Last month, Banaras Hindu University convened an international conference titled “Indigenous Practices and Modern Psychological Innovation: Bridging the Gap for Promoting Health and Well-Being.” Indigenous knowledge systems and contemporary psychological science were not positioned as competitors. They were placed in conversation. Participants challenged the assumption that innovation must flow outward from dominant centers and argued that cultural practices brought into dialogue with research can sharpen, rather than dilute, scientific understanding.

That idea has stayed with me as I reflect on this issue of Applied Psychology Around the World, focused on island states.

Island nations are often places where global frameworks converge. Climate adaptation strategies, mental health models, and governance tools frequently arrive carrying the label “evidence-based.” At the same time, island communities, while enormously diverse in history and culture, often draw on long-standing traditions of mutual aid, shared responsibility, and intergenerational obligation shaped over centuries, frequently in response to environmental uncertainty.

So where does psychology fit?

In past columns, I have described Psychology as the Sixth P, alongside the United Nations’ five Ps of People, Planet, Prosperity, Peace, and Partnerships. Sustainable development depends on human behavior. Psychology helps us understand how decisions are made, how norms are sustained, and how institutions function.

To do this responsibly in diverse contexts, psychology must begin by listening.

Listening is not a retreat from science. It is part of the scientific process. When psychologists begin by asking how a community defines well-being, risk, or responsibility, they are not abandoning rigor. They are clarifying assumptions. They are identifying which elements of their theories travel well and which require adjustment.

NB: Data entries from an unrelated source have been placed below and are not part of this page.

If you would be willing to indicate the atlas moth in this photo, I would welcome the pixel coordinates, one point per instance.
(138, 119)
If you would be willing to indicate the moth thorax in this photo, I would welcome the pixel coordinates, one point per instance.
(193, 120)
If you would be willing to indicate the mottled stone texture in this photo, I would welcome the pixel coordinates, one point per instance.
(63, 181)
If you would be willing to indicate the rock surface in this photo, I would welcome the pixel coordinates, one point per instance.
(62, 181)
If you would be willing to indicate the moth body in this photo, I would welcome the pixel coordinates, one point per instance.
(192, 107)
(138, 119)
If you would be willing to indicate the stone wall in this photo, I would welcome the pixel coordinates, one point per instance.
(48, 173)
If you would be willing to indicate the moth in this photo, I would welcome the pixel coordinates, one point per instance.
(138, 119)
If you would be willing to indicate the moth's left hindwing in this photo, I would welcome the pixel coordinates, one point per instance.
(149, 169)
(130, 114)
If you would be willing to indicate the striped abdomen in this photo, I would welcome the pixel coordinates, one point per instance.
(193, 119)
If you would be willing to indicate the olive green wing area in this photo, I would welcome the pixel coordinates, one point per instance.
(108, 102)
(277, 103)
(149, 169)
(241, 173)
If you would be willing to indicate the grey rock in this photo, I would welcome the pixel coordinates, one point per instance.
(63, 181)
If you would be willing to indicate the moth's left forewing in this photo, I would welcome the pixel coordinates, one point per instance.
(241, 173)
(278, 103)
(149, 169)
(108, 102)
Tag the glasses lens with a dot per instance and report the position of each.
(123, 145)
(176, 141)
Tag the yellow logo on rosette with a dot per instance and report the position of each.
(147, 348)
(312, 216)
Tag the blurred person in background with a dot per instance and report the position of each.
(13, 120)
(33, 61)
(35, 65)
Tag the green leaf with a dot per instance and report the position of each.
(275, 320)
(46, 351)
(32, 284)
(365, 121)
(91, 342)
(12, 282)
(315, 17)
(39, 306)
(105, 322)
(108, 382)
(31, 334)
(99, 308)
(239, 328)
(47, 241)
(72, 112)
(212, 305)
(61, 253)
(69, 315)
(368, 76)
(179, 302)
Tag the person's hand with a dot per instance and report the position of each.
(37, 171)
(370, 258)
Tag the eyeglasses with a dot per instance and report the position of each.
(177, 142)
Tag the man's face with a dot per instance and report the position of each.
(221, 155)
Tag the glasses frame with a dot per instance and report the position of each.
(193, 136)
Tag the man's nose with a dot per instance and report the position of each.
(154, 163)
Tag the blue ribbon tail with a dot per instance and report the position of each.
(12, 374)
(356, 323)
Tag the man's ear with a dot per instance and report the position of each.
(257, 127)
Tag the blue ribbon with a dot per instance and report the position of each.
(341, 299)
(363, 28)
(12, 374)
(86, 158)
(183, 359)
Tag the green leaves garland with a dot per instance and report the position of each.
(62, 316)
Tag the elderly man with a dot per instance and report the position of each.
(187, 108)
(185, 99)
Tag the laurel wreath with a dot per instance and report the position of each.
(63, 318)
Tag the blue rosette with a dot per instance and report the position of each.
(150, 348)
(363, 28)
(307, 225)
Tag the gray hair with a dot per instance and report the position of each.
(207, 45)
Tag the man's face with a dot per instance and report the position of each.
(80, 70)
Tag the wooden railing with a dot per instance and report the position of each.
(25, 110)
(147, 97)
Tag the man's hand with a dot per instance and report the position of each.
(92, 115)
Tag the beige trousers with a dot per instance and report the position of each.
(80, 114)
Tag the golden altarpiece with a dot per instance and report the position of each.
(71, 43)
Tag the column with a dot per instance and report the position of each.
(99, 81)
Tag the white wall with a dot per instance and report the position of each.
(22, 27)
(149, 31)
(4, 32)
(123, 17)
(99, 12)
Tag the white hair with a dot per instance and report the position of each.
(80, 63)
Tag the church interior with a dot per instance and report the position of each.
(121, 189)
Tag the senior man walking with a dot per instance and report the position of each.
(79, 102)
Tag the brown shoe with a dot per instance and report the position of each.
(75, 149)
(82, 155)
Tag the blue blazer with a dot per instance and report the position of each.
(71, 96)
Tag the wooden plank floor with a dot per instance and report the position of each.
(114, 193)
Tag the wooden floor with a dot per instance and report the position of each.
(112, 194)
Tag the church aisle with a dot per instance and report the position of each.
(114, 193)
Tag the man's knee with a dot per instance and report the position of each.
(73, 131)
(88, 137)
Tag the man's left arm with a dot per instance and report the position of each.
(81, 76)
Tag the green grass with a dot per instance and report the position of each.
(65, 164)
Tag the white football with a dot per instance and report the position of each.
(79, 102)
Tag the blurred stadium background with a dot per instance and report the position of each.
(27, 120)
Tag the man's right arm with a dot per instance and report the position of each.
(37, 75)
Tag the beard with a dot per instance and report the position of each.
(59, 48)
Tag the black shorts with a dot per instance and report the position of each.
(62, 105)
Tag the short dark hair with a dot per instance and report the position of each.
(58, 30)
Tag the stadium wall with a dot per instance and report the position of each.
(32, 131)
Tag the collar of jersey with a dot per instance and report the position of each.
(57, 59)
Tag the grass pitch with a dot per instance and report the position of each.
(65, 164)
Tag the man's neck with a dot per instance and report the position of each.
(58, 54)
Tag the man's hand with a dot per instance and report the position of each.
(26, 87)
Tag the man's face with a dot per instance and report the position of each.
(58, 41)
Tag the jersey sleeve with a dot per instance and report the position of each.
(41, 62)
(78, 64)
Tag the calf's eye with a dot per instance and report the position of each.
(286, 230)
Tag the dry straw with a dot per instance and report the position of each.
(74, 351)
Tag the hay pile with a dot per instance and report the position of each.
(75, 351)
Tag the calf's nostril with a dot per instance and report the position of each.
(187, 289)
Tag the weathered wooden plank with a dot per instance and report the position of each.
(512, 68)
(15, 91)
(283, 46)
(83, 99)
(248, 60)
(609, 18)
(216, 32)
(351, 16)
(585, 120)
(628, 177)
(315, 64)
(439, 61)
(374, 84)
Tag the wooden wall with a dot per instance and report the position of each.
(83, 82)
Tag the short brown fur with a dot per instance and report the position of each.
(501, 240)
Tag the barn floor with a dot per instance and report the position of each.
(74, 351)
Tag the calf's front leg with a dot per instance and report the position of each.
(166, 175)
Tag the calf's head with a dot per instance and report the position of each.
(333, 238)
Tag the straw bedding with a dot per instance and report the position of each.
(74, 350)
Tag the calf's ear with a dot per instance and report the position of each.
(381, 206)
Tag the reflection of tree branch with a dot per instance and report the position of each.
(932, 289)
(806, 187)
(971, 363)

There is a genuine tension here. If psychology incorporates local practices without critical evaluation, it risks losing coherence. If it assumes its existing frameworks are universally sufficient, it risks arrogance, unintended harm, and irrelevance. The challenge is to maintain scientific standards while remaining responsive to context.

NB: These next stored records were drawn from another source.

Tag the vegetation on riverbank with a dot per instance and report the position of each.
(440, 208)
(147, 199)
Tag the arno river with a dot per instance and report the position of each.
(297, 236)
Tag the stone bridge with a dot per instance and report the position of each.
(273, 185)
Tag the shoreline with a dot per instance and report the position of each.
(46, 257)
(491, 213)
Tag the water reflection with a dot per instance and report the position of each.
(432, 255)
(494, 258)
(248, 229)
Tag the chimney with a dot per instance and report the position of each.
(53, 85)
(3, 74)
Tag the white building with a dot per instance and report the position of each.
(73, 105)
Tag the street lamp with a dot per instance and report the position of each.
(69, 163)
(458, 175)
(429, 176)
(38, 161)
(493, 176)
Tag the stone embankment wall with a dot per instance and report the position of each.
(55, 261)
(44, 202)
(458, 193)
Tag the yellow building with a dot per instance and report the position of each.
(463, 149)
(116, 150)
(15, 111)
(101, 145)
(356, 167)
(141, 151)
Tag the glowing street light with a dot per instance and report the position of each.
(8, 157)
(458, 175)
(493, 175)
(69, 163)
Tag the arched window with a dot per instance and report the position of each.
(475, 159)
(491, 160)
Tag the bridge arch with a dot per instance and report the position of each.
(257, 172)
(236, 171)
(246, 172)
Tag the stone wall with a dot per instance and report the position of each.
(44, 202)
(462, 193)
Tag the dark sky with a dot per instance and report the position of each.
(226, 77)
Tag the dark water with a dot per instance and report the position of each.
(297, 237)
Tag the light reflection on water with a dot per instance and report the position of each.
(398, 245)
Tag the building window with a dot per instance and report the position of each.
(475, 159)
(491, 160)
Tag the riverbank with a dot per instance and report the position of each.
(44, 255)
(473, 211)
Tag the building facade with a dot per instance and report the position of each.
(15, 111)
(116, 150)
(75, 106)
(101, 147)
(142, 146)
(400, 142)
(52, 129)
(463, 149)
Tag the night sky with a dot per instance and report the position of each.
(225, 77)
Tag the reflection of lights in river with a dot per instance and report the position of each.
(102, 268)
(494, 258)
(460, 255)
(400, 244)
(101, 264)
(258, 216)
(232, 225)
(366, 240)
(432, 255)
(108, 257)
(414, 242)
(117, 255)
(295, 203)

"Listening is not a retreat from science. It is part of the scientific process. "

Island states make this tension concrete. When external models are introduced without attention to local norms and governance structures, they can misalign with how collective decisions are actually made. Yet if psychological research simply absorbs local practices without analysis, it fails to offer its distinctive contribution. The balance lies in collaboration. Psychological insights into behavior change, institutional design, and resilience are strongest when developed with local scholars and leaders, informed by lived realities and tested within them.

The Sixth P is not only about applying psychology to global challenges. It is about strengthening psychology through engagement. When theories and measures are examined in dialogue with diverse communities, their limits become clearer and their precision improves. Science advances not by standing apart from context, but by being refined within it.